By Andy Bell
Over recent weeks, mental health inpatient services in England have come under intense scrutiny from media exposure of incidences of abuse, cruelty and neglect. Television and newspaper investigations have taken the public to parts of the health and care system that are seldom seen by those without a personal or professional connection to mental health services. They have exposed abuses in both NHS and privately run hospitals and care homes, for both children and adults, in different areas of the country.
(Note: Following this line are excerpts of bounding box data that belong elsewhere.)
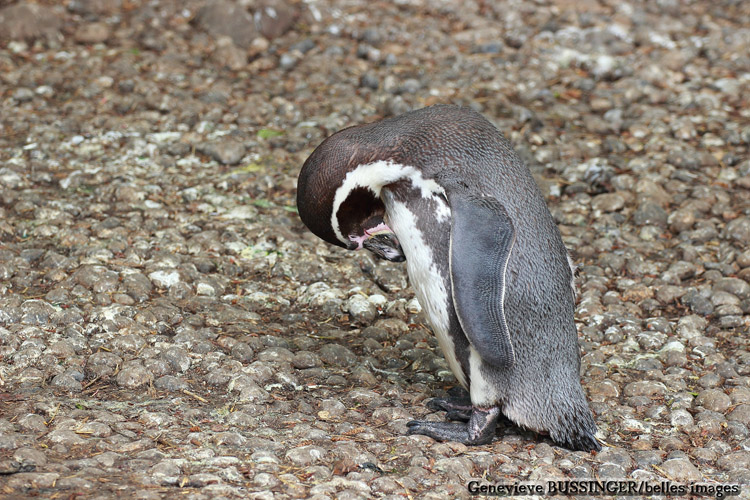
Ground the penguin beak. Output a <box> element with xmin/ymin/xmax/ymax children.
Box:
<box><xmin>362</xmin><ymin>231</ymin><xmax>406</xmax><ymax>262</ymax></box>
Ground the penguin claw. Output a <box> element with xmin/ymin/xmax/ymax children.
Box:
<box><xmin>406</xmin><ymin>420</ymin><xmax>495</xmax><ymax>445</ymax></box>
<box><xmin>406</xmin><ymin>407</ymin><xmax>500</xmax><ymax>445</ymax></box>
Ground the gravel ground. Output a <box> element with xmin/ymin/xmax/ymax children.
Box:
<box><xmin>0</xmin><ymin>0</ymin><xmax>750</xmax><ymax>499</ymax></box>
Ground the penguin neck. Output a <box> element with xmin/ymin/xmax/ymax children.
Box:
<box><xmin>331</xmin><ymin>160</ymin><xmax>445</xmax><ymax>246</ymax></box>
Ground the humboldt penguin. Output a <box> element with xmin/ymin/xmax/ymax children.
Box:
<box><xmin>297</xmin><ymin>105</ymin><xmax>601</xmax><ymax>451</ymax></box>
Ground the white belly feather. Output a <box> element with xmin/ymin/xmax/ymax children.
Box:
<box><xmin>383</xmin><ymin>197</ymin><xmax>468</xmax><ymax>388</ymax></box>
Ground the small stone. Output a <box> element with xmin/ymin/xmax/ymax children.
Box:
<box><xmin>633</xmin><ymin>201</ymin><xmax>667</xmax><ymax>227</ymax></box>
<box><xmin>318</xmin><ymin>344</ymin><xmax>357</xmax><ymax>367</ymax></box>
<box><xmin>292</xmin><ymin>351</ymin><xmax>321</xmax><ymax>370</ymax></box>
<box><xmin>670</xmin><ymin>410</ymin><xmax>695</xmax><ymax>427</ymax></box>
<box><xmin>727</xmin><ymin>404</ymin><xmax>750</xmax><ymax>426</ymax></box>
<box><xmin>625</xmin><ymin>380</ymin><xmax>667</xmax><ymax>397</ymax></box>
<box><xmin>73</xmin><ymin>22</ymin><xmax>111</xmax><ymax>43</ymax></box>
<box><xmin>286</xmin><ymin>445</ymin><xmax>326</xmax><ymax>466</ymax></box>
<box><xmin>591</xmin><ymin>193</ymin><xmax>625</xmax><ymax>212</ymax></box>
<box><xmin>13</xmin><ymin>87</ymin><xmax>34</xmax><ymax>102</ymax></box>
<box><xmin>194</xmin><ymin>0</ymin><xmax>258</xmax><ymax>48</ymax></box>
<box><xmin>154</xmin><ymin>375</ymin><xmax>190</xmax><ymax>392</ymax></box>
<box><xmin>661</xmin><ymin>458</ymin><xmax>701</xmax><ymax>482</ymax></box>
<box><xmin>345</xmin><ymin>294</ymin><xmax>378</xmax><ymax>324</ymax></box>
<box><xmin>726</xmin><ymin>217</ymin><xmax>750</xmax><ymax>244</ymax></box>
<box><xmin>0</xmin><ymin>2</ymin><xmax>62</xmax><ymax>41</ymax></box>
<box><xmin>359</xmin><ymin>73</ymin><xmax>380</xmax><ymax>90</ymax></box>
<box><xmin>117</xmin><ymin>359</ymin><xmax>153</xmax><ymax>389</ymax></box>
<box><xmin>694</xmin><ymin>389</ymin><xmax>732</xmax><ymax>413</ymax></box>
<box><xmin>716</xmin><ymin>451</ymin><xmax>750</xmax><ymax>470</ymax></box>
These investigations have brought wider attention to systemic faults that have been allowed to go unnoticed (except by those whose lives are affected by them and those who have advocated for reform) for too long. While hospitals that treat people’s physical health are often seen as beacons of ‘our NHS’ that communities proudly rally around, mental health hospital services – and, by implication, the people in them – are hidden away, sometimes still stigmatised, often conveniently placed out of sight. We’re still living with the legacy of historical approaches to mental health that have marginalised people experiencing psychological crises, used coercion (increasingly) as a response to distress, and created restrictive environments and practices as a way of keeping people ‘safe’, against a backdrop of inadequate investment in mental health care.
While hospitals that treat people’s physical health are often seen as beacons of ‘our NHS’, mental health hospital services – and, by implication, the people in them – are hidden away, often conveniently placed out of sight.
At the same time, we hear too often that people in a mental health crisis are left in emergency departments or prison cells for prolonged periods because there isn’t a bed for them. People admitted to mental health hospitals far from home because they can’t be supported locally. Children placed in adult wards. Prisoners kept in cells for weeks and months awaiting a transfer to hospital. These are all distressing signals of a system that is struggling to cope with ever-rising levels of need for mental health support.
In such circumstances, it’s a logical response to call for more mental health beds, so that people aren’t left waiting in acute distress for essential treatment. But does that ultimately place more people at risk of enduring cycles of coercion, restriction and trauma? Are there other ways that the NHS and its partners can respond to people’s needs that don’t go down this path?
Systemic change is inherently more difficult than incremental improvement. Inertia is a powerful force in any system, especially where resources are so restricted and the attentions of system leaders are more often elsewhere.
These hard-won gains could be lost if the NHS is not able to sustain planned funding increases for mental health services in the next five years.
Despite this, the NHS in England has already been working hard to expand and improve mental health services: from creating mental health teams in schools to employing mental health workers in primary care; and from large-scale transformation projects in community mental health to developing better crisis services and regular physical health checks. New Care Models for children’s mental health have demonstrated that it is possible to invest in local services and reduce the risk of children being sent far from home. These are hard-won gains that could be lost if the NHS is not able to sustain planned funding increases for mental health services in the next five years.
Austerity policies too often come at high cost. Cuts to social security, public health and social care budgets have placed heavy burdens on people and families. And this eventually ends up costing the NHS dearly too when people’s health deteriorates. As more people hit crisis point with weaker safety nets, services have few options beyond the use of institutional care.
It’s a cycle that we can end by investing in mental health: by creating the conditions for people to thrive, by providing essential services before people reach crisis point, and by responding with compassion when people need quality care quickly. That doesn’t have to mean more beds. It may mean expanding inpatient services in places that are especially poorly served. But it might also mean expanding community support to enable more people to stay home with the right help, or to leave hospital sooner, with enough money to live on and a warm home to live in (which cannot be guaranteed, especially now). By reducing the pressure on inpatient services, and at the same time investing in modern, fit-for-purpose facilities when they are needed, the conditions for compassionate care are more likely to be created and the potential for abuse curtailed.
it’s up to all of us to find solutions, to rebuild a system that has allowed poor and abusive practice to happen behind closed doors for far too long
Every mental health service (community as well as inpatient) will always need close inspection and easy routes for staff, service users and carers to blow the whistle on abuse, coercion and neglect. But it’s also essential to invest in a workforce that is well-trained, properly supported, trauma-informed and culturally competent. Giving mental health workers the best possible chance to provide compassionate care in an environment where their own wellbeing and safety are looked after is an essential foundation for good quality care, whether they work in a hospital, a community service, digitally or in a school or GP surgery.
We often talk about ‘turning points’ when failings in public services are exposed by the media. It’s easy to say and very difficult to achieve in practice, especially when the public gaze is quickly averted and the impulse for change weakens. So it’s up to all of us to find solutions, to rebuild a system that has allowed poor and abusive practice to happen behind closed doors for far too long, and to make equitable, compassionate care a reality everywhere.